○人吉市男女共同参画推進条例

平成22年6月25日

条例第17号

日本国憲法においては、基本的人権の一つとして個人の尊厳と男女の平等がうたわれている。

本市においても、人吉市男女共同参画推進懇話会の提言に基づく基本計画の策定をはじめ、多くの市民、団体等が一体となって啓発活動等に積極的に取り組み、男女共同参画の推進に努めてきたところである。

しかしながら、役割分担意識や社会における活動の選択においては、いまだ多くの課題が残されている。また、少子高齢化社会や地域社会の変化、情報技術の急速な発展などに対応していく上で、男女がお互いの人権を尊重し、あらゆる分野において対等に協力し、責任と喜びを分かち合い、その個性と能力を発揮することができる社会の実現が緊要な課題である。

人吉市においては、男女が対等なパートナーとしてあらゆる分野に参画できるまちの実現に向けて、市民、事業者及び行政が連携協力しながら、男女共同参画社会の形成に向けた取組を総合的かつ計画的に推進するため、この条例を制定する。

(目的)

第1条 この条例は、男女共同参画社会の形成の促進に関する基本理念を定め、市、市民及び事業者の責務を明らかにするとともに、市の男女共同参画社会の形成に関する施策の基本的事項を定め、その施策を総合的かつ計画的に推進することにより、男女共同参画社会を実現することを目的とする。

(定義)

第2条 この条例において、次の各号に掲げる用語の意義は、それぞれ当該各号に定めるところによる。
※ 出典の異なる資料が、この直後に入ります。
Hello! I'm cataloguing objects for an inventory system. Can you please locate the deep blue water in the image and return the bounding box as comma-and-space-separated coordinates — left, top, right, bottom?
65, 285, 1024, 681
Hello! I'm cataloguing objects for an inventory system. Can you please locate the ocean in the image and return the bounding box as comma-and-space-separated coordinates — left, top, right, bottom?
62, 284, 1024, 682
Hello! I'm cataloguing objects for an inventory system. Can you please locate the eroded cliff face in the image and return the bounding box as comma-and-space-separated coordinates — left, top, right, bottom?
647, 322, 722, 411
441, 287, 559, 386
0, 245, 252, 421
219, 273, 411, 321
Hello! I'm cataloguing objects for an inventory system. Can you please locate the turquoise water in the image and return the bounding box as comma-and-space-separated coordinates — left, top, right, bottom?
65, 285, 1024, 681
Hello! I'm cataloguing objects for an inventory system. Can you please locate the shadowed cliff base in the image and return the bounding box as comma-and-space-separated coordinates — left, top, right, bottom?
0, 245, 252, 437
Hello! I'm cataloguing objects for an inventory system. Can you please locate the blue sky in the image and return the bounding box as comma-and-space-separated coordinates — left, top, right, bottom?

(1) 男女共同参画社会の形成 男女が、社会の対等な構成員として、自らの意思によって社会のあらゆる分野における活動に参画する機会が確保され、もって男女が均等に政治的、経済的、社会的及び文化的利益を享受することができ、かつ、共に責任を担うべき社会を形成することをいう。

(2) 積極的改善措置 前号に規定する機会に係る男女間の格差を改善するため、必要な範囲内において、男女のいずれか一方に対し、当該機会を積極的に提供することをいう。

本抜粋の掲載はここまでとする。